I read a book about men wanting respect and women wanting love . This idea is brought out in Ephesians 5:33 regarding marriage:
However, let each man of you [without exception] love his wife as
[being in a sense] his very own self; and let the wife see that she
respects and reverences her husband [that she notices him, regards him,
honors him, prefers him, venerates, and esteems him; and that she defers
to him, praises him, and loves and admires him exceedingly]. (Amplified version)
It was no surprise that women want love, but to read that studies
show men want respect over love…that was sobering to me. I had loved
but had I ever respected a man?
Argh.
My main struggle to respect was the shift from the old thinking of
You must earn my respect
to
I choose to give you respect.
I thought about what I had always heard – Respect must be earned.

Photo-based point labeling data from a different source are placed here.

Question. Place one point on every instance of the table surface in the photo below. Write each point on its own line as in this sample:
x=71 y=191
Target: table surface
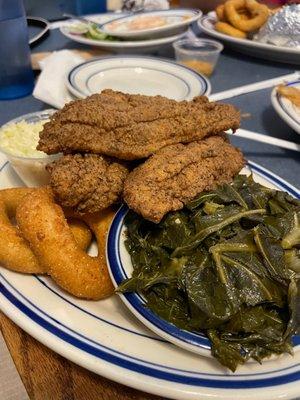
x=47 y=375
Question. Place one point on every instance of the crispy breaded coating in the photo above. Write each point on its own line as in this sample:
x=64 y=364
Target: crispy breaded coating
x=132 y=127
x=87 y=183
x=176 y=174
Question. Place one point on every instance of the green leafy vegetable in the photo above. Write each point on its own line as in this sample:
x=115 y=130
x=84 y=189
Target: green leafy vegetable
x=96 y=34
x=227 y=266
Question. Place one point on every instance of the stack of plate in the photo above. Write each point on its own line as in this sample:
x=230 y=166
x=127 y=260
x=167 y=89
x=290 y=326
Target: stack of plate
x=137 y=75
x=140 y=33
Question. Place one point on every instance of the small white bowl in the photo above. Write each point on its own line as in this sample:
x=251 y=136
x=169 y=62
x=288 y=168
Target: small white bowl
x=32 y=170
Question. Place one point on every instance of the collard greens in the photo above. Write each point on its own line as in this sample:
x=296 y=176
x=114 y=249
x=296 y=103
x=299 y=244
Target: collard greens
x=226 y=265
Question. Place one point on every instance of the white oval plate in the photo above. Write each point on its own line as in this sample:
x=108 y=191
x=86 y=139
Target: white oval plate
x=250 y=47
x=178 y=19
x=286 y=109
x=107 y=339
x=118 y=46
x=137 y=75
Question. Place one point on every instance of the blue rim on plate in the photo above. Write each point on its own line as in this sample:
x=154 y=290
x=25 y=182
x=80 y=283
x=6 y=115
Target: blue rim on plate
x=205 y=87
x=283 y=106
x=196 y=342
x=74 y=345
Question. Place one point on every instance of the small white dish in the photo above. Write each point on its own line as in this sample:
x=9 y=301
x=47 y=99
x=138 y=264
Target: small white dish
x=31 y=170
x=250 y=47
x=137 y=75
x=152 y=24
x=120 y=267
x=286 y=109
x=118 y=46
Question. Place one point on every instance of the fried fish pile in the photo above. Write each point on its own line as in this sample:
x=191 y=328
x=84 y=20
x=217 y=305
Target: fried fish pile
x=155 y=152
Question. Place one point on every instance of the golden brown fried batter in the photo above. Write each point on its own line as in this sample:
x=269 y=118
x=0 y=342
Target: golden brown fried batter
x=87 y=183
x=133 y=126
x=177 y=173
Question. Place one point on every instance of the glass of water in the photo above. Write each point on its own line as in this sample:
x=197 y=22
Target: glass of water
x=16 y=75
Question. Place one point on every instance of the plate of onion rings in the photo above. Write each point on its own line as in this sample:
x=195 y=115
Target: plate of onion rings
x=286 y=102
x=251 y=47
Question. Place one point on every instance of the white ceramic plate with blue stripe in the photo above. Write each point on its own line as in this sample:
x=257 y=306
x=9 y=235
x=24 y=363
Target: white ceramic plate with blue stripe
x=266 y=51
x=117 y=46
x=286 y=109
x=106 y=338
x=150 y=24
x=137 y=75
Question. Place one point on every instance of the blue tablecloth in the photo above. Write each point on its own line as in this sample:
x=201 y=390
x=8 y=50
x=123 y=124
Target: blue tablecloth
x=233 y=70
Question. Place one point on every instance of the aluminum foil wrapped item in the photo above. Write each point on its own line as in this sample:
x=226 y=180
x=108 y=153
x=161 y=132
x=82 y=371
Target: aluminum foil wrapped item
x=282 y=28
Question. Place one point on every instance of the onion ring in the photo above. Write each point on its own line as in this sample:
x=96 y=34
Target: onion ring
x=259 y=12
x=15 y=252
x=226 y=28
x=43 y=224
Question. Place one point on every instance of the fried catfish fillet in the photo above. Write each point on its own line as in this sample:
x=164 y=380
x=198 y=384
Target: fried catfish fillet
x=132 y=127
x=177 y=173
x=87 y=183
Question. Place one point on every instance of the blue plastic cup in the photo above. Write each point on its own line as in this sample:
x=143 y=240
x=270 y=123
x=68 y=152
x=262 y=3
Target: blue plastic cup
x=16 y=75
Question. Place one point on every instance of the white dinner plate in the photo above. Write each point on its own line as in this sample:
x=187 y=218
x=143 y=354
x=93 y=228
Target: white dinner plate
x=286 y=109
x=250 y=47
x=137 y=75
x=174 y=21
x=105 y=337
x=118 y=46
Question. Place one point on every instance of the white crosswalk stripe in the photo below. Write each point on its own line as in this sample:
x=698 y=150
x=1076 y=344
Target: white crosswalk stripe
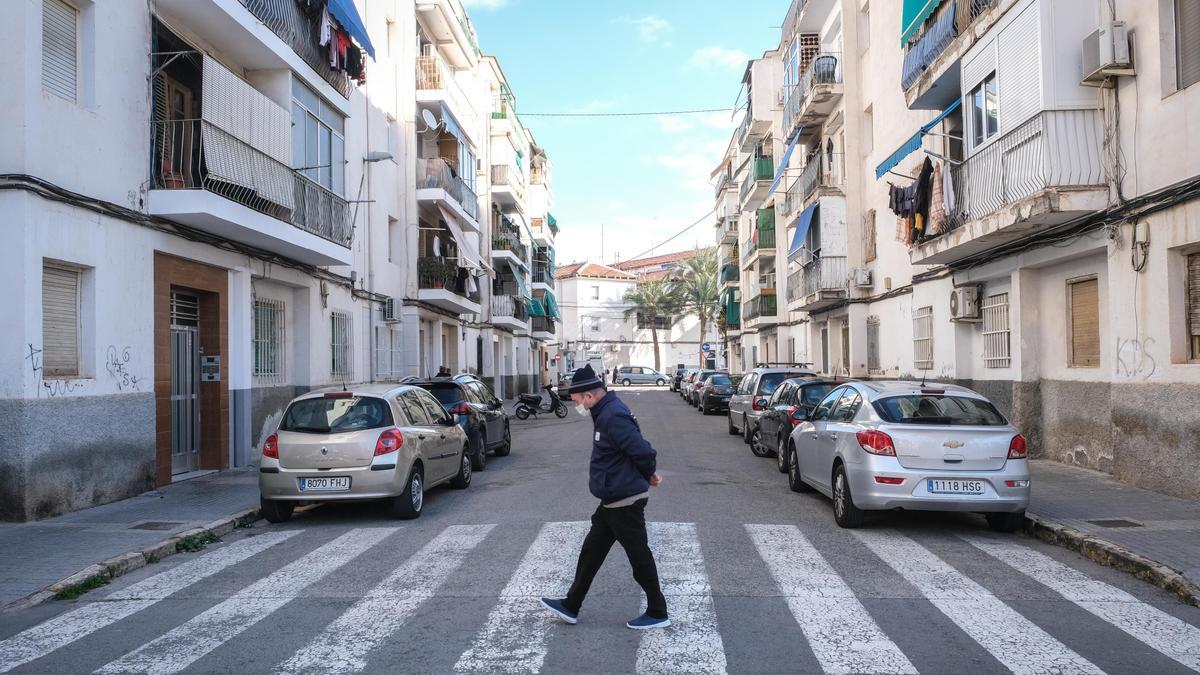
x=839 y=629
x=693 y=643
x=343 y=645
x=1012 y=639
x=77 y=623
x=514 y=637
x=1147 y=623
x=184 y=645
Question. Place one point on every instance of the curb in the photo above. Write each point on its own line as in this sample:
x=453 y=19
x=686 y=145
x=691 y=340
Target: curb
x=120 y=565
x=1113 y=555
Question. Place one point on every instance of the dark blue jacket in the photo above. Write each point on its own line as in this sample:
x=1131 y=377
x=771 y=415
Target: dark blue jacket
x=622 y=461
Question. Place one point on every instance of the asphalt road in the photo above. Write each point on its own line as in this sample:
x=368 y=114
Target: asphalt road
x=759 y=579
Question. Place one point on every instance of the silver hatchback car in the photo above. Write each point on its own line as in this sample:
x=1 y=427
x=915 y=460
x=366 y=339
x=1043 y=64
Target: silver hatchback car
x=876 y=446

But earned how? Exactly what and how much service or labor would it
take to earn my respect? As I pondered this question, I realized that
to earn my concept of respect, one would have to read my mind and behave
accordingly forevermore…
Double argh.
I had many conversations with God about this. I’ve found that, for
me, healthy relationship with anyone is dependent upon my relationship
with God and discussing things with Him first. A breakthrough came when
I saw that I couldn’t respect because I couldn’t trust. God showed me
that it was His power on my behalf that I needed to trust first. There
is nothing that anyone can do to me that can overpower the protection
and care of God. Even if my worst fears were to come to pass, God’s
love would still be working everything to my good. What a relief! All
sorts of stressful weights disappear when one learns the freedom of
trusting God! I’m free to trust others because my ultimate trust is in God. That was a huge paradigm shift.
Another breakthrough was realizing it’s because of God’s
unconditional love that He chooses to trust and respect. That’s the kind
of love that has been poured out in my heart by the Holy Spirit.*
Therefore, I have everything within me to trust and respect the people
in my life. My respect was never dependent on them, but dependent on my choice.
Learning to trust and respect has truly transformed my relationships.
I love this life!
*Romans 5:5 (Amplified version) “for God’s love has been poured out in our hearts through the Holy Spirit Who has been given to us.”